Now, a lot of us who work in tech understand that data is the bedrock for myriad companies and solutions out there. Collecting that data essentially makes those companies money and it makes their solutions smarter. But consumers aren’t thrilled with the idea that their every behavior is being cataloged, stored, analyzed, and sometimes viewed and labeled by a third party somewhere across the world.
Putting aside the privacy argument–not dismissing it, just setting it aside for a moment–Alexa also highlights a problem in the data science and machine learning collection: data hoarding.
Just think about how much data is created by Alexa users. There are over 100 million Alexa devices in the wild today. About 66 million people have a smart speaker and Amazon’s Echo accounts for about 60% of that. That’s a truly staggering amount of voice data on its face. But now think about what we mentioned above: sometimes Alexa devices just turn on. They’re collecting more data, some of it potentially illegal, others of it just of poor quality generally.
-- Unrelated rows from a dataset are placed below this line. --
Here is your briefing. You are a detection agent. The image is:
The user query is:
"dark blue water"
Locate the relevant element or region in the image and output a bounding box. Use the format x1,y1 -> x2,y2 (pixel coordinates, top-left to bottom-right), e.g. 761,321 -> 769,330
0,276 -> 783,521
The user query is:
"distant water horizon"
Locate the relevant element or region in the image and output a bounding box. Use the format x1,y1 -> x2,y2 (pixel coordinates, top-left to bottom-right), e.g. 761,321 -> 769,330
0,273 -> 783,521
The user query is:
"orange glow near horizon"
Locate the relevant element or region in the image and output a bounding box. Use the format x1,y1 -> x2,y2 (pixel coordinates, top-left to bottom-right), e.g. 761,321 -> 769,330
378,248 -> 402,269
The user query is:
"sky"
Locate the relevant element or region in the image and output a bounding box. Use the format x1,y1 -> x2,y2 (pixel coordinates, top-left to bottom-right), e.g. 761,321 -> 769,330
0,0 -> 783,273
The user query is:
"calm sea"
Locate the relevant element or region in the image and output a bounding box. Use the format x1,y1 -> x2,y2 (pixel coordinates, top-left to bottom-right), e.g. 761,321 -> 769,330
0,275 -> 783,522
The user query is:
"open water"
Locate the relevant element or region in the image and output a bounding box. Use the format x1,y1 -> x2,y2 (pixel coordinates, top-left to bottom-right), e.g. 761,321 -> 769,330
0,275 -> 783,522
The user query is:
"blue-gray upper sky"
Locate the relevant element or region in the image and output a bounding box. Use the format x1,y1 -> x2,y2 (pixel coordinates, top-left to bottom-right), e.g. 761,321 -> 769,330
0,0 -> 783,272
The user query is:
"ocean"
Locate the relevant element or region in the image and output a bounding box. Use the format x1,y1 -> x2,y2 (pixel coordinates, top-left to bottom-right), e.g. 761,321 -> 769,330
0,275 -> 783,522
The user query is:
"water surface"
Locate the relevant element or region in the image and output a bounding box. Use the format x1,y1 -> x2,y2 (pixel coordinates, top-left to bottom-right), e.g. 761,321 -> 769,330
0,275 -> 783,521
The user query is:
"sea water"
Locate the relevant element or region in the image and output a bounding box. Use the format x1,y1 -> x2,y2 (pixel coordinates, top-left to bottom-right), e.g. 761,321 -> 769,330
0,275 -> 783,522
Now, sure, some of that data is going to be really valuable, useful, informative data Amazon can use to make Alexa more sophisticated. No one denies that (though again, there are some privacy concerns). The issue is that not all data is created equal. Some of that data is actively bad, in fact.
Collecting all of that data, well, that’s a pervasive habit in our industry. But what you end up with is a scenario where it can become difficult to understand what the helpful data is and what the useless or harmful data looks like. The intent might’ve been to build better models from that galaxy of data but now you’re left with a huge data value problem. And that means you’ll need an advanced and extensive data curation process just to uncover the data that will actually make your models better.
Now, Amazon’s not exactly hurting for capital but money alone doesn’t solve the problem. But for the rest of us, the consequence of hoarding too much data and assuming it’ll all be helpful or that we can work that out later is a bit more frightening. Vacuuming up every piece of data you can runs the risk of polluting the models you build off that data.
It’s why we believe that both data collection and curation is so critical for business success. Understanding which data will be useful for your project and which data isn’t is essential. Having a data curation strategy means that you can form a data collection process from that. Let us explain:
Say, for example, you’re working on autonomous vehicle models. That’s a data greedy problem but it’s also one where there’s a ton of harmful and redundant data that isn’t going to help your model. We can help you find what data really improves the behavior of your model now and over time as you continue training it. Understanding that, say, your model is greedy for rural road data means you can send drivers out to collect that data instead of squandering that valuable resource sitting in traffic on I-80. As the data your model needs evolve, your collection strategy can evolve with it.
In other words, having a data collection and curation strategy is just good business. Will that make your company as successful as Amazon? That’s a tall order. But you won’t find yourself wasting time training good models on bad data. And that’s certainly a good thing.